Bild: Superstar: der kalifornische Rapper Kendrick Lamar
Für seine Fans ist US-Rapper Kendrick Lamar eine Art Heiland mit
geflochtenen Zöpfen (sogenannten Cornrows), für sein Plattenlabel aber ist
er König Midas. Am Wochenende stieg „Black Panther: The Album“, der
Soundtrack zu Marvels neuem Superhelden-Film, auf Platz eins in den
US-Charts ein. Lamar selbst geht im Video zu [1][„All the Stars]“, seinem
Stück mit R&B-Sängerin SZA, auf die Suche nach seinen Wurzeln in Afrika und
findet sie bei den Sapeurs, den Dandys aus dem Kongo, ebenso wie bei
Science-Fiction-Figuren, die ägyptischen Gottheiten ähneln.

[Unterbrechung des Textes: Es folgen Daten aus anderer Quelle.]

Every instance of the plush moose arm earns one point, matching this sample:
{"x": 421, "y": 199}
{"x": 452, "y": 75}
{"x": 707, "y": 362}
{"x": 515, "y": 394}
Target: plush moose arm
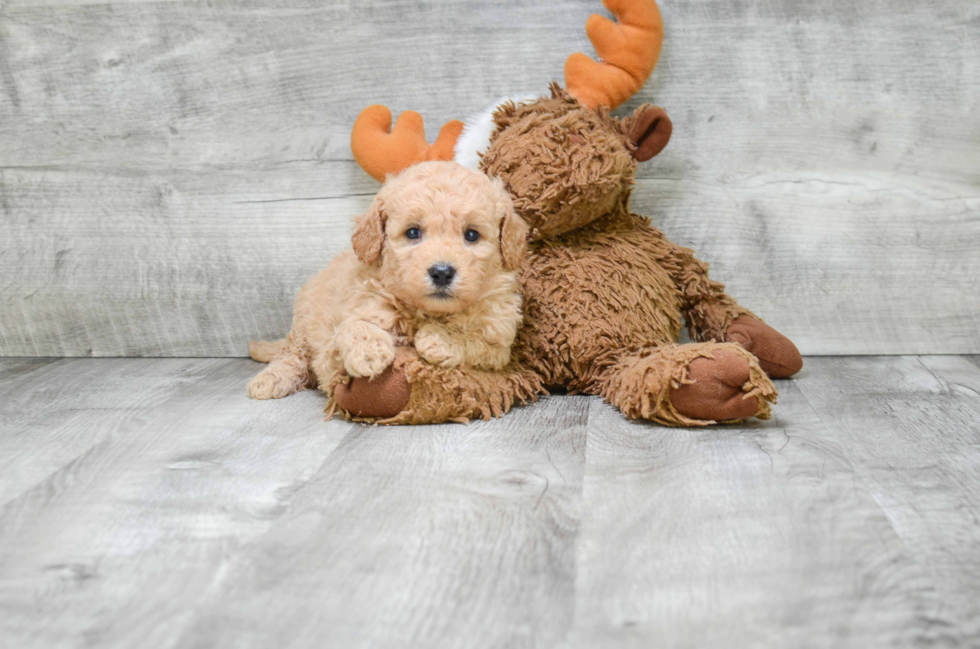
{"x": 712, "y": 314}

Mit den Gastauftritten von vier Künstlern aus Südafrika geht „Black Panther
– The Album“ aber eher lieblos um. Rapperin Yugen Blakrok bekommt am Ende
eines Stücks mit Vince Staples einen eher zurückhaltenden Vers zugestanden.
Babes Wodumo, die „Queen of Gqom“, darf zwar ein paar Takte auf Xhosa
rappen, muss dies aber über einem Afro-House-Instrumental der beliebigsten
Bauart tun.
Der Black-Panther-Soundtrack ist zuerst eine verpasste Gelegenheit. Denn er
lässt die wichtigste politische Ästhetik, bei der sich der gleichnamige
Kinofilm bedient, aus: Afrofuturismus. Künstler wie die R&B-Sängerin
[2][Janelle Monáe], die sich als Androidin stilisiert, der Sample-Collageur
Flying Lotus, der Ambient-Musiker King Britt und die elektronische
Blues-Produzentin Moor Mother benutzen Technologie, afrikanische Mythologie
und Science-Fiction-Motive, um auszuhandeln, was es heute bedeutet, schwarz
zu sein. Und gerade bei diesen Künstlern sind die Erwartungen an „Black
Panther“ hoch.
## Glücksgefühle in der Masse
„Der Black-Panther-Film löst Glücksgefühle bei einer großen Masse an
Zuschauern aus, die ansonsten einer konstanten Unterdrückung durch den
Staat ausgesetzt sind,“ sagt Ingrid LaFleur, afrofuturistische Künstlerin
aus Detroit. „Die Debatte darf aber nicht mit dem Hype um den Film enden.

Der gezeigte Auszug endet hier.